A Lower Hutt woman who took her own life in 2011 had found out the day before that she was being prosecuted for benefit fraud.

Wendy Shoebridge was found dead at a Kings Cres property on April 3, 2011, said a report into her death by coroner Anna Tutton.

The day earlier she opened a letter from the Ministry of Social Development, saying she had been overpaid $22,403.43 and was to be prosecuted over it.

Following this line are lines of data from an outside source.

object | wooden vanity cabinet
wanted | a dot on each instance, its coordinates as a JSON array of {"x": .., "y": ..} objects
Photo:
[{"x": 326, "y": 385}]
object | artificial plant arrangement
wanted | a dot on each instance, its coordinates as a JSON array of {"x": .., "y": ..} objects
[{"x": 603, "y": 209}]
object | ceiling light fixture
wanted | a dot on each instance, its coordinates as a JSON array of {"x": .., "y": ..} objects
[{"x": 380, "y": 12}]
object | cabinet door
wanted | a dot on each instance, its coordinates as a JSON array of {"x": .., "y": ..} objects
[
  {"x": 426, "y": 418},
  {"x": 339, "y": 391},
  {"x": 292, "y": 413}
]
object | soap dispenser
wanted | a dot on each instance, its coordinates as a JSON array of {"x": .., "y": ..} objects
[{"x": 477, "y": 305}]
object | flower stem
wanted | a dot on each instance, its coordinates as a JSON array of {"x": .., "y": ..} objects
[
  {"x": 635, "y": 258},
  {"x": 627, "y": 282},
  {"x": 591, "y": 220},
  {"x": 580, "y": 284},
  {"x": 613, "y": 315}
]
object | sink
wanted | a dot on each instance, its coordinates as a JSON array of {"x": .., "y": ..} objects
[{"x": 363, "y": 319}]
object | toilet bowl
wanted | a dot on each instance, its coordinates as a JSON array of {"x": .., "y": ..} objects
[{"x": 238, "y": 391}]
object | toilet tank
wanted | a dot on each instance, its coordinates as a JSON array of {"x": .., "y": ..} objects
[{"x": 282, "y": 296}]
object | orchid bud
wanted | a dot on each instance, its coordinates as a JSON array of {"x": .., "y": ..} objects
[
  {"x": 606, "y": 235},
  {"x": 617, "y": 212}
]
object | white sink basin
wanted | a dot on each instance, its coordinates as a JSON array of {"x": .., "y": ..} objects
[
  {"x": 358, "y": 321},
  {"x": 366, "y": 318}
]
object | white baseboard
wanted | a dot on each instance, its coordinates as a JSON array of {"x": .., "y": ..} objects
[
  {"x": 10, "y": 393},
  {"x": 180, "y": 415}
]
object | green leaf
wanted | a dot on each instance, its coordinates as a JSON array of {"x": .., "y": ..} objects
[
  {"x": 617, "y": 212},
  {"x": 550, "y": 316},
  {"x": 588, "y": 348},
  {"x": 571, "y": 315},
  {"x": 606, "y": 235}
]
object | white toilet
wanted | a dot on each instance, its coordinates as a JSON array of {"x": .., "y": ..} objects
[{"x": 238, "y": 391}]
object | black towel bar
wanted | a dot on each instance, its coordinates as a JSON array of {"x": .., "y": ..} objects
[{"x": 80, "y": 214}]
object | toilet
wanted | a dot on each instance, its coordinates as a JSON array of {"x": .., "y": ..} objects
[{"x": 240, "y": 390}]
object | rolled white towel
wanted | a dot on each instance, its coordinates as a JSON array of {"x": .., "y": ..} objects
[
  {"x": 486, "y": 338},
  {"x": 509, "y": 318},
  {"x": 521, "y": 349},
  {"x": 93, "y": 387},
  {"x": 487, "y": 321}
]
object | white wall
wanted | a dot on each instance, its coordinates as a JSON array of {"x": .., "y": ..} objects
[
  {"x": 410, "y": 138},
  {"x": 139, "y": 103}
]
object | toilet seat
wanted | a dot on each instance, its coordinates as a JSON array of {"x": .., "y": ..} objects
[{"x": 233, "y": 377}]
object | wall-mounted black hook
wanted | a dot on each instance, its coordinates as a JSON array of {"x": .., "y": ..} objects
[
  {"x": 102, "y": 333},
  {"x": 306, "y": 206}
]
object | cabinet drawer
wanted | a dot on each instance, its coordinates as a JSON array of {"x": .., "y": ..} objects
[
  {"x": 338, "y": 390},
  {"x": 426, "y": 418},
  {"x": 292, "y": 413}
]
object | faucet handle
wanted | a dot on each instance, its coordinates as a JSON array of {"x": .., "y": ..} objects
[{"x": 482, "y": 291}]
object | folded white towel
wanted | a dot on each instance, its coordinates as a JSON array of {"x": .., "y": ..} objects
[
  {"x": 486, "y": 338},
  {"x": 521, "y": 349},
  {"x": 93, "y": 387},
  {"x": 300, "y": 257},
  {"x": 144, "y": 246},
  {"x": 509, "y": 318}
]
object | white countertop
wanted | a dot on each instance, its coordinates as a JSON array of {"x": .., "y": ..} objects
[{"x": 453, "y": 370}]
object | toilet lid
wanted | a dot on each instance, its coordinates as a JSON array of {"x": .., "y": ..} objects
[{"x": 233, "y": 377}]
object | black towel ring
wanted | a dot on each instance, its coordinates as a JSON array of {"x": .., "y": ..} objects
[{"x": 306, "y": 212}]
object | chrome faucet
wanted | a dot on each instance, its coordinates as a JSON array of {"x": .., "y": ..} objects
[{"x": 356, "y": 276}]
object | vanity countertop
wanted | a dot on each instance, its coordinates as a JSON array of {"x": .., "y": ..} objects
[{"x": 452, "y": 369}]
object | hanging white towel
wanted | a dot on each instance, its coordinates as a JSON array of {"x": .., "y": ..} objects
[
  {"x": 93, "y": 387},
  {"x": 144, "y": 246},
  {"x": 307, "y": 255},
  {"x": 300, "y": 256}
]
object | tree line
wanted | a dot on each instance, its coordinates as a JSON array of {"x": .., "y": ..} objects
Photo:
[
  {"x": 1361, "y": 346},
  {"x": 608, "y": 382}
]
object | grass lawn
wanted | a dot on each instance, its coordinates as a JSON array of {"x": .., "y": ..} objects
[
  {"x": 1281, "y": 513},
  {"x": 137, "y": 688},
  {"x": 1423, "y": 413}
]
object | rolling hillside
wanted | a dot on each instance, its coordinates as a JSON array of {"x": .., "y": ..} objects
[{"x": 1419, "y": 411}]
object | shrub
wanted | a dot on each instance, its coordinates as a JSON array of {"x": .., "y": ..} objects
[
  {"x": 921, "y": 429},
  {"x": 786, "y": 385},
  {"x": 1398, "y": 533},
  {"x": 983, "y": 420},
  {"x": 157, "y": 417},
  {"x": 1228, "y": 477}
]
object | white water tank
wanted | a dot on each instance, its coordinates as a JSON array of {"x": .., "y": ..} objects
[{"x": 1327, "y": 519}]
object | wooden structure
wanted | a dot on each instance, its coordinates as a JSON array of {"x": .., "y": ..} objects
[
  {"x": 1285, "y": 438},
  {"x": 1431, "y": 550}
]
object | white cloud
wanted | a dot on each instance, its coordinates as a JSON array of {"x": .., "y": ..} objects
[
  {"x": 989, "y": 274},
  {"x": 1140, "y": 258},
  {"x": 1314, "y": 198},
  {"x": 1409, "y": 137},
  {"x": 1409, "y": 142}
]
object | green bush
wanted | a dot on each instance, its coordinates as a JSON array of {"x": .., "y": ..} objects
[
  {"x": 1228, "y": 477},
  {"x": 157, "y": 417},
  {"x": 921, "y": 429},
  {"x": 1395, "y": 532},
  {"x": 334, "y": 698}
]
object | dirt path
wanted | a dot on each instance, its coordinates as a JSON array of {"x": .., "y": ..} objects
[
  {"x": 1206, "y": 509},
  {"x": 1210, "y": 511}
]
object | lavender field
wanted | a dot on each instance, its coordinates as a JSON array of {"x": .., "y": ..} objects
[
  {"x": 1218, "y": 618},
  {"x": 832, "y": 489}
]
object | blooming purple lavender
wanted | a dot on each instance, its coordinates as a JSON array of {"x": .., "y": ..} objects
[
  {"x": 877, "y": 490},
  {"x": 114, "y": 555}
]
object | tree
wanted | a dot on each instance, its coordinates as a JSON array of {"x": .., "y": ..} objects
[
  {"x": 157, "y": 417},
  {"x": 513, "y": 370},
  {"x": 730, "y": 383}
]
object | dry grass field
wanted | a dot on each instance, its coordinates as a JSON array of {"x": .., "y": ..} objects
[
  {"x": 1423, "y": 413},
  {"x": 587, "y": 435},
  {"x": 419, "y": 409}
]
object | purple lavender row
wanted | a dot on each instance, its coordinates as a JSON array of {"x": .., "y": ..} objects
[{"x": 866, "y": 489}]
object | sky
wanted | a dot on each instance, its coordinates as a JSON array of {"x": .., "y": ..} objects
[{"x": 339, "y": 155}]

The ministry had been investigating a report she had been receiving a sickness benefit as a single person while living in a "marriage-type" relationship.


A toxicology test after her death revealed Shoebridge's alcohol level was more than twice the legal driving limit when she died. Her GP reported she had ongoing problems with depression, anxiety and alcoholism.

Shoebridge's partner Dean Sinclair told the coroner she was upset the night before her death because he had told her a mutual friend had been diagnosed with cancer.

He said she opened the letter from MSD and got "quite a shock", but believed she was more upset about the friend with cancer.

He said they had decided they would fight the charges.

Shoebridge had received a range of benefits and allowances from MSD since 1992.

An MSD staff member investigating her case interviewed her and Sinclair in March 2011, and was told by Shoebridge's mother about her past suicide attempts.

The staff member told the coroner he went to a manager to pass on his concerns about Shoebridge's suicidal history, but the manager said "where there is evidence, our policy is to prosecute".

The manager told the coroner if she'd known about Shoebridge's risk of suicide it would have immediately changed her assessment of the situation.

After hearing from MSD employees, Tutton said she accepted the investigator told his manager he did not want to prosecute Shoebridge, and mentioned issues around her health. However, she did not believe he told the manager about the risk of suicide or past suicide attempts.

The coroner made a number of recommendations, including that MSD review existing staff resources and instruct staff of the steps to be considered and followed when there is an investigation around a client with an identified history of suicide attempts or suicidality.

She also said MSD should prioritise investigating and introducing a risk identification tool so risks can be recorded in a way that is easily accessible and visible to anyone involved with the file.

Tutton ruled Shoebridge's death to be self-inflicted.